心理テストは本当に当たるのか — 当たったと感じる仕組み
誰にでも当てはまる文章を、自分だけのことだと感じる。バーナム効果と呼ばれる現象です。仕組みを知ったうえで、それでも診断が役に立つ場面の話。
診断の結果を読んで「なんでわかるんだろう」と思ったことがあるなら、それは診断が優秀だったからとは限りません。人間の側に、そう感じるようにできている仕組みがあります。仕組みを知っても当たった感じは消えないので、安心して読んでください。
誰にでも当てはまる文章を、自分だけのことだと感じる
「あなたは人に見せない一面を持っています」「本当は認められたいと思っている」——こういう文章は、ほぼ全員に当てはまります。それでも読んだ人の多くが「自分のことだ」と受け取ります。この現象には名前がついていて、バーナム効果と呼ばれます。

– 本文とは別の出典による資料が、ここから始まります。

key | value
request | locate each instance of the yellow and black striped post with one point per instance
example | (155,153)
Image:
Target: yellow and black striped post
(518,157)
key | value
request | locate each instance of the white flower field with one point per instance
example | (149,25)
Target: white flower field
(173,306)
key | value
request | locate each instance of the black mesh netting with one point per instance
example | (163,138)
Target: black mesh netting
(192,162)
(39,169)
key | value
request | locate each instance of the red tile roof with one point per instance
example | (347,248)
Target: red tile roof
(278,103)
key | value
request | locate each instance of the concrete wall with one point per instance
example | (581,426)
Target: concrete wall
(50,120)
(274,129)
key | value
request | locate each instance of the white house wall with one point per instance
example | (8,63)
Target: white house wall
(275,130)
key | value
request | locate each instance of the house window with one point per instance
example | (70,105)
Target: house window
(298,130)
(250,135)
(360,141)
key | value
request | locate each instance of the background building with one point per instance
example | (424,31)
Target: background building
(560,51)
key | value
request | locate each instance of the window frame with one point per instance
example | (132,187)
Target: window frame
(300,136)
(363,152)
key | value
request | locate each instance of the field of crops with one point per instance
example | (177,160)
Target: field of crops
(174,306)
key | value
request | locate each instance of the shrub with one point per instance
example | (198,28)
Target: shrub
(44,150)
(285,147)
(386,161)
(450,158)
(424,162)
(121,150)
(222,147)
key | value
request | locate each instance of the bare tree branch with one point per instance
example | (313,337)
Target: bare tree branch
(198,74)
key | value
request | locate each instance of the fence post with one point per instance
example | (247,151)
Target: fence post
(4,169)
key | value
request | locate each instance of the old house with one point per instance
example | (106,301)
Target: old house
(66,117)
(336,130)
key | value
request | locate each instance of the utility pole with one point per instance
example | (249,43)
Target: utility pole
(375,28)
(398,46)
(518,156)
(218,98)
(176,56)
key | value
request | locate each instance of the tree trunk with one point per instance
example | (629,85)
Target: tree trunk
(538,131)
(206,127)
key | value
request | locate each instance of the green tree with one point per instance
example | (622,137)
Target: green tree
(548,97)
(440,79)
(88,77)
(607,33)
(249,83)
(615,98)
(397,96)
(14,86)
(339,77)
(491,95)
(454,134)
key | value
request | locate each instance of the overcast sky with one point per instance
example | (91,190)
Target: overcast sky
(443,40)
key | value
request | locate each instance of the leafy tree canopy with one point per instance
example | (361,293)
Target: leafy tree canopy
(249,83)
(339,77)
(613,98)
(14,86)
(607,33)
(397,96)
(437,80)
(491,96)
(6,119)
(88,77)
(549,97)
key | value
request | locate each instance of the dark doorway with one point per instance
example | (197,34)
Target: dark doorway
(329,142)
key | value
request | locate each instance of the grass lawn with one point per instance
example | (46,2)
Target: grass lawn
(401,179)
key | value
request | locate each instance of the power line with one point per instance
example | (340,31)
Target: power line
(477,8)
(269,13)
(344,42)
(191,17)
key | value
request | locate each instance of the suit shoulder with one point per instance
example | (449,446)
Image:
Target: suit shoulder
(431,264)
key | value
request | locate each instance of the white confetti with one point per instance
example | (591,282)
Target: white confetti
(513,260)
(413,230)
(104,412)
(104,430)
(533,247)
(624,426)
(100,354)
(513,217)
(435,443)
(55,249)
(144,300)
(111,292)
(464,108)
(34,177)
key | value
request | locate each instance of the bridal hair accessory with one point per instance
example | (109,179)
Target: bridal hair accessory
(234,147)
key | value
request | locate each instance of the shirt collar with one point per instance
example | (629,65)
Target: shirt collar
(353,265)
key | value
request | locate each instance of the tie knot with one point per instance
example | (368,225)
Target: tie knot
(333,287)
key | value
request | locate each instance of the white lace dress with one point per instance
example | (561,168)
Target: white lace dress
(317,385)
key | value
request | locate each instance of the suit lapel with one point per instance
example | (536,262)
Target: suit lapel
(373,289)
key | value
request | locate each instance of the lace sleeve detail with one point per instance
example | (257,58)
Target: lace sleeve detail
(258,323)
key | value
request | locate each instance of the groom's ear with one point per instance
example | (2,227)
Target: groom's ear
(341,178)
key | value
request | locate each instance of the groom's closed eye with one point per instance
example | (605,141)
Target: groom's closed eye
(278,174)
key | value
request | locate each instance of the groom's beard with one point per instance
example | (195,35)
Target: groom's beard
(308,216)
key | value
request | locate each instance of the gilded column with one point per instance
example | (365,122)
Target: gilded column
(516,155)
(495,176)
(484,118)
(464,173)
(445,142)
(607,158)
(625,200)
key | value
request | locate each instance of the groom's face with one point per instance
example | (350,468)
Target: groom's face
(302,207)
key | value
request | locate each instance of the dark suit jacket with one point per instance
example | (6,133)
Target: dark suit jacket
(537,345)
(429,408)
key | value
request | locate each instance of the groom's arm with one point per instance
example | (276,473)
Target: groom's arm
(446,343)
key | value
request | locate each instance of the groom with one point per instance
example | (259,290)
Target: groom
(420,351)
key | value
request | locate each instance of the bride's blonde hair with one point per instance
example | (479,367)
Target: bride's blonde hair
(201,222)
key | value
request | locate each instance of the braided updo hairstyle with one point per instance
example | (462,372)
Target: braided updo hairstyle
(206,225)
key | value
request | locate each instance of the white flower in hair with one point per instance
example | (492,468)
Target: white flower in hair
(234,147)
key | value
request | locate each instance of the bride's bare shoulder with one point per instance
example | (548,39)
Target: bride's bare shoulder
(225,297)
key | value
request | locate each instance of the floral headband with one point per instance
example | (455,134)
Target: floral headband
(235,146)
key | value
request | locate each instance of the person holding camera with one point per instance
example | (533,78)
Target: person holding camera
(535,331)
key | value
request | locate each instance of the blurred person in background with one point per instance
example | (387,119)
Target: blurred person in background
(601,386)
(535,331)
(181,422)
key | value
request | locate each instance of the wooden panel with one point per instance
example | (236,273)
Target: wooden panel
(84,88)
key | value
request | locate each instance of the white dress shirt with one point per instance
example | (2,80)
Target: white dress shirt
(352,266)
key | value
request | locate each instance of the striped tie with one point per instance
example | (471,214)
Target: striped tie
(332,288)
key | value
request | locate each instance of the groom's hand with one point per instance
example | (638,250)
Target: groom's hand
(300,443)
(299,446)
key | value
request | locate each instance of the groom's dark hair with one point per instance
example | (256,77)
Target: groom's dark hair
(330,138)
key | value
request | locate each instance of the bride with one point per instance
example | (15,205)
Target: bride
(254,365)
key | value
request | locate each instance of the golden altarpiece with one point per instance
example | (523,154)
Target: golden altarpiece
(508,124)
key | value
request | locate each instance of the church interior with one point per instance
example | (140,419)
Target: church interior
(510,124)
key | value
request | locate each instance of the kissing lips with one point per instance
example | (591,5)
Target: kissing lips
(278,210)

占いや性格診断が当たると感じられる理由の、かなりの部分がこれです。当てているのではなく、外しようのない書き方をしているわけです。
では診断は無意味なのか
そうとも限りません。同じ「当たった感じ」でも、二つの種類があります。
- どちらにも読める文章による当たった感じ — バーナム効果。中身がない
- 具体的すぎて逃げ場がない文章による当たった感じ — こちらは情報がある
「あなたは慎重な人です」は前者です。「三日連続で予定を入れると四日目が動けなくなります」は後者です。後者が当たったなら、それは本当に当たっています。当てはまらない人がはっきり存在する文章だからです。

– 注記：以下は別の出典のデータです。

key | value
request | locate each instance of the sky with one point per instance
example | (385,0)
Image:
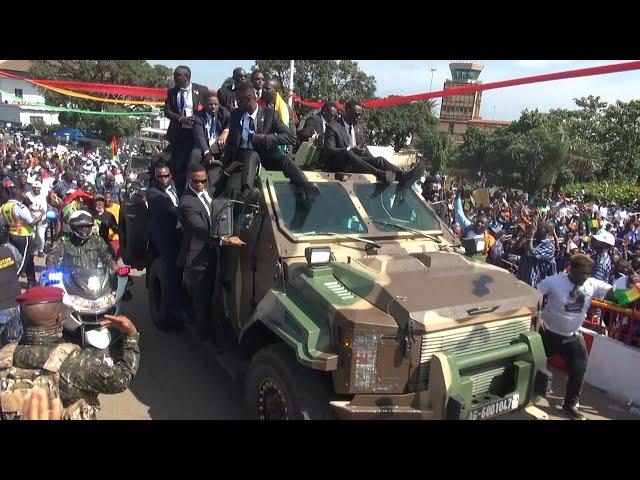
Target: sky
(405,77)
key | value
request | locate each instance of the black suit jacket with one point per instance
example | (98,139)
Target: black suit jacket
(225,96)
(197,250)
(163,216)
(312,125)
(200,133)
(172,109)
(336,141)
(268,122)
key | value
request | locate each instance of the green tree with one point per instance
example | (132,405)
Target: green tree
(129,72)
(437,147)
(321,80)
(394,125)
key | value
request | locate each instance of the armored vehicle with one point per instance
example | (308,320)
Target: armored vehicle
(358,306)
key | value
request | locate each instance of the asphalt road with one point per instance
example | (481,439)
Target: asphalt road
(179,379)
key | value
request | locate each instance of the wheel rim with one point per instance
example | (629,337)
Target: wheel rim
(272,402)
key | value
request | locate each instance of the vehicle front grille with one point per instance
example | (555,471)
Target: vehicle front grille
(466,341)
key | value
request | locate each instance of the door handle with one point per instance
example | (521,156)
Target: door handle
(481,310)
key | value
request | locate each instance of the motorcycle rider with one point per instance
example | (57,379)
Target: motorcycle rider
(80,248)
(83,373)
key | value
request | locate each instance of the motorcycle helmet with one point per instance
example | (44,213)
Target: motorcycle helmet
(81,223)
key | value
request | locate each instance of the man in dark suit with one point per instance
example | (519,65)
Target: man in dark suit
(316,124)
(210,131)
(255,133)
(257,82)
(198,249)
(163,231)
(225,94)
(345,150)
(182,101)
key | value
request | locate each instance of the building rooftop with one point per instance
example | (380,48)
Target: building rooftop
(22,66)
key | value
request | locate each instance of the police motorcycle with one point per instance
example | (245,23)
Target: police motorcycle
(91,291)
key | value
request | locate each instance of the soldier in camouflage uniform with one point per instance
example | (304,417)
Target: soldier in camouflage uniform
(83,373)
(80,248)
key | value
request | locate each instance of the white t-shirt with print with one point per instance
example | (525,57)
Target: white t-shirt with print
(562,314)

診断の質は、外れる可能性をどれだけ引き受けているかで決まります。全員に当たる診断は、誰にも当たっていません。
当たらなかったときのほうが情報がある
「これは違う」と思った項目があったなら、そこがいちばん使えます。違うと感じたということは、自分がどうであるかを本人が知っているということです。診断はそれを引き出す道具として働いています。
だから、当たっているかどうかで一喜一憂するより、引っかかった一行を覚えておくほうが得です。結果ページを閉じたあとに残るのは、たいていその一行です。
質問数と精度は比例しない
問題数が多いほど正確、というわけでもありません。設問が増えると、途中で飽きて適当に答える割合が上がります。雑に答えた40問より、真面目に答えた12問のほうが精度は高くなります。

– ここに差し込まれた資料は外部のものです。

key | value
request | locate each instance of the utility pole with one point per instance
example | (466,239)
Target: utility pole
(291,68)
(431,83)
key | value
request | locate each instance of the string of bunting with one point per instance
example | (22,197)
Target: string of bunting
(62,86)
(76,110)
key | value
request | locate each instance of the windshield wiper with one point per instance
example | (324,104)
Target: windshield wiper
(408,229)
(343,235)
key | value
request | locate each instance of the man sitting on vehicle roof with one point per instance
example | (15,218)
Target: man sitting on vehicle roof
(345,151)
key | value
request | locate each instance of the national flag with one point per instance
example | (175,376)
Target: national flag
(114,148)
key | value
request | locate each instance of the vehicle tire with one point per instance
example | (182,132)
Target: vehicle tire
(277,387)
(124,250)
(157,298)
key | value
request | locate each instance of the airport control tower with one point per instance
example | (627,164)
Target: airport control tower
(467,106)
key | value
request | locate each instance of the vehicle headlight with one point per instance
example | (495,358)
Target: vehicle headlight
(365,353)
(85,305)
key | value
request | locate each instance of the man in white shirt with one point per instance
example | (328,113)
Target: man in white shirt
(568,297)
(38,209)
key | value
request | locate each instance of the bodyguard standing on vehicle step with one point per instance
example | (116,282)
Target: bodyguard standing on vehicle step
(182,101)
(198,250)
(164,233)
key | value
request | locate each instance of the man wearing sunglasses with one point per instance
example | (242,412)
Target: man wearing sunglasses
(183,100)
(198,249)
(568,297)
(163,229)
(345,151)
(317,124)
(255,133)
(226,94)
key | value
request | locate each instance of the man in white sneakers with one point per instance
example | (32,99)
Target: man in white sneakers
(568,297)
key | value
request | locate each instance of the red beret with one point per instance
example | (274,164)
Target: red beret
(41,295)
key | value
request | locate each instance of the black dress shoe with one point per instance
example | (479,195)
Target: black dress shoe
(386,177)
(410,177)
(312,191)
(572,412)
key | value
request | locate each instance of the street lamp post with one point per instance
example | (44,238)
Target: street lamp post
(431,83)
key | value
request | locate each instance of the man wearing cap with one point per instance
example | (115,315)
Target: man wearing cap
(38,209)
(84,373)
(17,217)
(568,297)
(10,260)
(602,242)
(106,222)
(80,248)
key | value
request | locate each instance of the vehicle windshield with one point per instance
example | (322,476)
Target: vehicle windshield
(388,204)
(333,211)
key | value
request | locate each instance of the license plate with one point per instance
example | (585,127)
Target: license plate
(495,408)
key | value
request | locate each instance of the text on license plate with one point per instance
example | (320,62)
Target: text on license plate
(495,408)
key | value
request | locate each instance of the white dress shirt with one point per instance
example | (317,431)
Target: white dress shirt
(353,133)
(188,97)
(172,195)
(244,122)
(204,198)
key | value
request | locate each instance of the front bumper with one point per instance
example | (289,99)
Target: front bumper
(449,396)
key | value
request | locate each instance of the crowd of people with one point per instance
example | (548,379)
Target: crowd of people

同じ理由で、その日の気分でも結果は動きます。イライラしている日に受けた結果と、休んだ翌日に受けた結果が違うのは、診断が壊れているのではなく、あなたが本当に違う状態にあるということです。
使い方をひとつだけ
いちばん実用的なのは、結果を人に見せることです。自己認識を確かめるためではなく、説明の手間を減らすために使います。
「私はこういう型らしい」と一度共有しておくと、次に何かがすれ違ったとき、相手は「性格が合わない」ではなく「扱い方を間違えた」と考えてくれます。当たっているかどうかより、この差のほうが実際の生活には効きます。